BÖLÜM 75

2K 92 4
                                    

YAZARDAN...

"Ben vurdun onu ve pişman değilim."

"Neden vurdunuz? Oğlunuz Eser Kaya'nın intikamı için mi?"

"Hayır." dedi Serkan ve kelepçeli ellerini masanın üzerine yerleştirip karşısındaki polise çevirdi.

"Çok mutlulardı ve bunu bozmak istedim."

"Neden bozmak istediniz?"

"Benim oğlum imkansıza aşıktı. O kız asla ona bakmazdı ve acı çekmesini istemedim. Belki yanlış şekillerde onu yola sokmaya çalıştım ama en azından onu asla sevmeyeceğini gösterdim."

Polis Serkan'ın konuşmalarını dinlerken önündeki dosyaları incelemeye devam etmişti.

"Burada Eser Kaya'nın raporları var Serkan bey. On yaşından beri psikolojik travma içerisindeymiş. Bence yanlış anlatıyorsunuz."

"Eser'in doğduğu gün ben iflas etmiştim. Doğduğu gün lanetini üzerime sarmıştı. Ona baktıkça nefretim çoğalıyordu. Bunu Aylin'e anlatamadım. Beni anlamak istemedi ve o oğlanı büyütmeye devam etti. Bende onu terk ettim ve bir sene boyunca başka bir kadınla oldum. O süreçte yeni bir şirket açıp büyüttüm ve holding yaptım. Birlikte olduğum kadından da bir kızım vardı. Ama onlarla mutlu değildim. Pişman oldum ve Aylin'e döndüm. Hemen beni affetmişti çünkü ben o lanet bebeğin babasıydım. Yaşını aldığı günden beri ona lanetler ettim. Nefretimi kustum ve her türlü psikolojik şiddeti uyguladım."

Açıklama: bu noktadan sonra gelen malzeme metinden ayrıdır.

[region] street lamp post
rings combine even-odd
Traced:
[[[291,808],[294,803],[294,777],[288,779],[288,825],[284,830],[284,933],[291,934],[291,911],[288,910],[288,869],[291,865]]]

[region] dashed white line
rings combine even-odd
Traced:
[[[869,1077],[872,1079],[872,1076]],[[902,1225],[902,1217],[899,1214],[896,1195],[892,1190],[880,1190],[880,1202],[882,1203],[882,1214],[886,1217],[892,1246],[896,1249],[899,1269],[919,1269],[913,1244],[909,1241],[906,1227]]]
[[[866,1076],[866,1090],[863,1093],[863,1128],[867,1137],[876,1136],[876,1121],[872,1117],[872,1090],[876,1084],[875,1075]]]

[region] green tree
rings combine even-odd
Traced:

Serkan bir anda susmuş ve başınu önüne eğmişti. Polis önündeki rapordan başını kaldırıp Serkan'a baktığında kendi kendine sırıttığını görmüştü.

"Neden gülüyorsunuz?"

"Pusat Karahan benim çok eskiden bir dostumdu. Eser onun üvey kızıyla büyümüştü ve o kızın ilgisini benim vermediğim sevgi sanarak ona aşık olmuştu. İmkansızı sevmişti ve bu sevginin onu psikopat biri yapacağını biliyordum. Engellemek istedim fakat iyi yollarla değil. Ben engelledim sanırken onu delirtmişim. O gece Emel'in asla onu sevmeyeceğini söylemiştim. O da evi terk etmişti. Bir bara gittiğini ve bir kadınla yattığını biliyordum ama bu kadının Ulaş Çakırcı'nın karısı olduğunu bilmiyordum."

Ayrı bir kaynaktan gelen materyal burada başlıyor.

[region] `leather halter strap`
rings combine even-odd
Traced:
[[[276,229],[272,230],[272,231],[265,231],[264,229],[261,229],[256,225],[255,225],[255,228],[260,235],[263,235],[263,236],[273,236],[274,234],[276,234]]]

"Gerçek bir baba olsaydınız yattığı kadın her kin olursa olsun engellerdiniz."

Serkan polisin dediği hiç bir kelimeyi umursamadan küçük bir kahkaha attı.

"İlk savaşı orada başladı. Daha sonra büyüdü, büyüdü ve kendi sonunun yazılmasına neden oldu. Onu ben öldüremedim ama kendini öldürmesine neden oldum. Bir sene önce bugün ölüm haberini aldığımda Aylin'in feryatlarına katlanamadım ve Emel'i de öldürmek istedim. Evet onun sonunu kendisinin yazmasına izin verdim ama o kızın da Eser öldükten sonra mutlu olmasını istemedim. Silahı aldığum gibi kendimi sokakta buldum. Asıl amacım Emel'i vurmaktı fakat Ulaş'ı görünce ilk kurşunumu ona sıktım. O oyuna giren herkesi öldürmek istedim. Daha sonra hedefimi Emel'e almıştım ki Atlas çıktı karşıma. Sıktığı kurşun kolumu sıyurıp geçti."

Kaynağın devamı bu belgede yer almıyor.